³ Assumes 0.1 mol ATP to synthesise 1 g of microbial mass and that 33 g hexose fermentation will generate 1 mol ATP.

⁴ Assumes 17.5 kJ/g hexose.

⁵ Total energy yield minus faecal microbial energy.

Gross energy intakes were comparable between both groups with the potential energy from dietary NSP contributing approximately 3 to 4% of the gross energy intake. However, in CF children the faecal energy losses were considerable, substantially reducing the available energy. Faecal mass was nearly 3 times greater in the CF group, with a corresponding increase in the microbial mass in the stool. The microbial mass accounted for approximately 35% and 25% of the dry mass of the stool in CF and controls respectively. This percentage is lower than that reported for adults by STEPHEN and CUMMINGS (1980) and may reflect the higher intake of non-digestible polysaccharides in their subjects.

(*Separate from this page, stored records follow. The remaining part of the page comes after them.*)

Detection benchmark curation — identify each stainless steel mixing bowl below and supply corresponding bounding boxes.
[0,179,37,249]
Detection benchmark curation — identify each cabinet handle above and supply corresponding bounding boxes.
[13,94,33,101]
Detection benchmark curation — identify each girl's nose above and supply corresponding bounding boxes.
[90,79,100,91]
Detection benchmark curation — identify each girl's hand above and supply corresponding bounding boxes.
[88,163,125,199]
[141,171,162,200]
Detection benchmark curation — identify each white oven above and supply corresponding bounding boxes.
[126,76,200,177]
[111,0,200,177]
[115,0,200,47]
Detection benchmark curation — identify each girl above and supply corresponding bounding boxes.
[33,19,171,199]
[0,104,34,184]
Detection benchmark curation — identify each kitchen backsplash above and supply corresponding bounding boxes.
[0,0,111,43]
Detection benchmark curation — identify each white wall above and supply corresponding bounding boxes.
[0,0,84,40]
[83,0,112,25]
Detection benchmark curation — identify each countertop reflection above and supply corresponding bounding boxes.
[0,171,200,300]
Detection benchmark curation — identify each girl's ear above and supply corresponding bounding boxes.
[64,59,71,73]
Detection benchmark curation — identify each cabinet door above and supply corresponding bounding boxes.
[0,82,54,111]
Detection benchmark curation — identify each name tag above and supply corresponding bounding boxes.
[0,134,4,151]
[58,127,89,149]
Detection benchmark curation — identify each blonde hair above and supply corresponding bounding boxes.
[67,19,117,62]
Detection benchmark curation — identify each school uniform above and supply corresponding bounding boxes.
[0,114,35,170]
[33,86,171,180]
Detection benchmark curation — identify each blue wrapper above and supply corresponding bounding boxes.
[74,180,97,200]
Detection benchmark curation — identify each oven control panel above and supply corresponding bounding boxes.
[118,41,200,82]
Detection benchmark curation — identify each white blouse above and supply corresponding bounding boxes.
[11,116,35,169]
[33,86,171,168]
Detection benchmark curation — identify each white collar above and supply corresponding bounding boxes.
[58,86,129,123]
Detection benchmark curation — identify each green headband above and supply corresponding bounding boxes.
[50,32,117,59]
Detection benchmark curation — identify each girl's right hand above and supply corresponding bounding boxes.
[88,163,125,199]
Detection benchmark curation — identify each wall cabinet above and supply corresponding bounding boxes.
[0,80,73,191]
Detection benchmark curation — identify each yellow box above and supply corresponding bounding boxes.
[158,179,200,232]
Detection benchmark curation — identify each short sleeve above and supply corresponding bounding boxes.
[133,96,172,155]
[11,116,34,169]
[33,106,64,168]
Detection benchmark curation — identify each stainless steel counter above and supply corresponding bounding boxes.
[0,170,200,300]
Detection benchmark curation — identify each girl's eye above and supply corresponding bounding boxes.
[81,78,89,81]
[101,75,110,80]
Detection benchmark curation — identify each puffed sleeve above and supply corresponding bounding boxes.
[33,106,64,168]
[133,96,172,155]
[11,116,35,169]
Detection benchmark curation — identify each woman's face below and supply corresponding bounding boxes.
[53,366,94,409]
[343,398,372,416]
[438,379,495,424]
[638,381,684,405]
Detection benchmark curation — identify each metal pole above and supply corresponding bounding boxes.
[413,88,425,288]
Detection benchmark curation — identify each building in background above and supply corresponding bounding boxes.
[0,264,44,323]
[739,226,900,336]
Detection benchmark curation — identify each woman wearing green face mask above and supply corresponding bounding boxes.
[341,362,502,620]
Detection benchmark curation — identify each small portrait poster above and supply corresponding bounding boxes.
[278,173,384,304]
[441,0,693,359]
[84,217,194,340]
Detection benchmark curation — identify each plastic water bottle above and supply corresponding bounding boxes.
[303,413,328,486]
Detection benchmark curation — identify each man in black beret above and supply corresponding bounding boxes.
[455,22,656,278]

In order to estimate the amount of energy within the microbial mass, a portion of the dried microbial mass from each sample was pooled for both CF and control subjects and the energy content was determined by bomb calorimetry. Using these values (approximately 20 to 25 kJ (4.8 to 6.0 kcal)/g dry microbial mass), the daily excretion of energy could be estimated. It is clear that both the total faecal energy and the energy within the microbial mass of the stool were substantially greater than the energy within the dietary NSP consumed by the CF subjects. This would imply that a substantial amount of substrate other than dietary NSP had been fermented. Using the same approach as McNEIL (1984), it was possible to estimate the carbohydrate fermented and the total energy yielded by that fermentation. Subtraction of the energy within the faecal microbial mass from this total energy yield provides a value for the amount of energy that may be made available through SCFA absorption. From these calculations it would appear that colonic fermentation may provide an additional 7.3% energy (range 3.0 to 12.5%) in the CF group compared to 2.4% in the control group (range 1.0 to 3.6%).

This interpretation indicates that the colonic fermentation of carbohydrate affords the opportunity to recover, at least in part, some of the energy from either unabsorbed starches and sugars or endogenous secretions that would otherwise be lost in the stool in children with cystic fibrosis.